Maerov gets the opposite treatment, reduced for narrative purposes to a snapshot in a story that was, for him, a years-long confrontation that concluded when he testified against Wenstein at trial.

This is, I suppose, a difference between journalism and fiction: The absolute requirement that you be fair to your subjects, even the minor ones. That can make telling great stories a bit clunky. The depiction of Maerov in the book, “She Said,” resists easy summary — but of course, that’s also reality.

Title iconNotable
  • The book “She Said: Breaking the Sexual Harassment Story That Helped Ignite a Movement,” on which the film is based, is a detective story and an impassioned case for good reporting. “The impact of the Weinstein revelations was so great in part because we and other journalists were able to establish a clear and overwhelming body of evidence of wrongdoing,” the authors write.

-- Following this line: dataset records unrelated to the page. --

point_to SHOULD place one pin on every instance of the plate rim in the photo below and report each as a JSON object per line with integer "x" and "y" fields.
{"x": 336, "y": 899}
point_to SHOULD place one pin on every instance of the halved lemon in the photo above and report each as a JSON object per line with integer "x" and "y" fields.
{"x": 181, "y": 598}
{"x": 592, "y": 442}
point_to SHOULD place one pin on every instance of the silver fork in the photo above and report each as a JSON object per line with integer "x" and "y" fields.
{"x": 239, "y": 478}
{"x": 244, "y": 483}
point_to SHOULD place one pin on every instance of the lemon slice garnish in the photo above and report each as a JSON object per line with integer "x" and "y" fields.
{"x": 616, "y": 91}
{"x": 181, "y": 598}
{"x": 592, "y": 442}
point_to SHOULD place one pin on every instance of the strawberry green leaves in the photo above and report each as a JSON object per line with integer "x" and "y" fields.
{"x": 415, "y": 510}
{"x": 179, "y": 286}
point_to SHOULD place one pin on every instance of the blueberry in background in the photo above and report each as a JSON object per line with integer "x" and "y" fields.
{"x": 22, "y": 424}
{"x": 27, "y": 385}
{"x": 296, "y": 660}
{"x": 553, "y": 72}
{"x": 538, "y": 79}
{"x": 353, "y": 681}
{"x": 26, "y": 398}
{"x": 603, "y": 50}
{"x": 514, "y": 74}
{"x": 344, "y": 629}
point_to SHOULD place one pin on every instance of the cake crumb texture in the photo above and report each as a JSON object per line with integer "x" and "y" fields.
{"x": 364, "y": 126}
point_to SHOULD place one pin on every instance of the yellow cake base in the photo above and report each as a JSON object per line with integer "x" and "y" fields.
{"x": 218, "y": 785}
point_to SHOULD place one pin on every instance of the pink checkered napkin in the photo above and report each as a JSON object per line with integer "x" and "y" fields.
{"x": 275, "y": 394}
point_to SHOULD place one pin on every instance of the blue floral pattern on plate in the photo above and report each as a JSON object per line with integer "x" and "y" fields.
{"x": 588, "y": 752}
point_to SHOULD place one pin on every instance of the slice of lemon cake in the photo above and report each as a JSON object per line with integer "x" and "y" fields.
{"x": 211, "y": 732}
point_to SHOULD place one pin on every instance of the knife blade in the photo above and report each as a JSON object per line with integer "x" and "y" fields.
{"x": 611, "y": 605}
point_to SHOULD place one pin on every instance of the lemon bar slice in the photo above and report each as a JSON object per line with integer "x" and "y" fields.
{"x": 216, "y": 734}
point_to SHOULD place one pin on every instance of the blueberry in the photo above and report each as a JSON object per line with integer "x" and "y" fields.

  • Auletta’s “Hollywood Ending: Harvey Weinstein and the Culture of Silence” is a deeply reported reflection on Weinstein as a monster and also more than a monster, and on the culture around him. Auletta nearly broke elements of the abuse story in 2002, and the book also includes a close look at how Weinstein slipped through his fingers when he wasn’t able to persuade any victims to go public.
  • In Ronan Farrow’s “Catch and Kill” podcast, the companion to his own Weinstein expose, he manages to turn a spy into a double agent, and reveal the campaign against his own journalism. It’s an extraordinary listen. And if you’re inclined to paranoia, it’ll convince you that you have real enemies.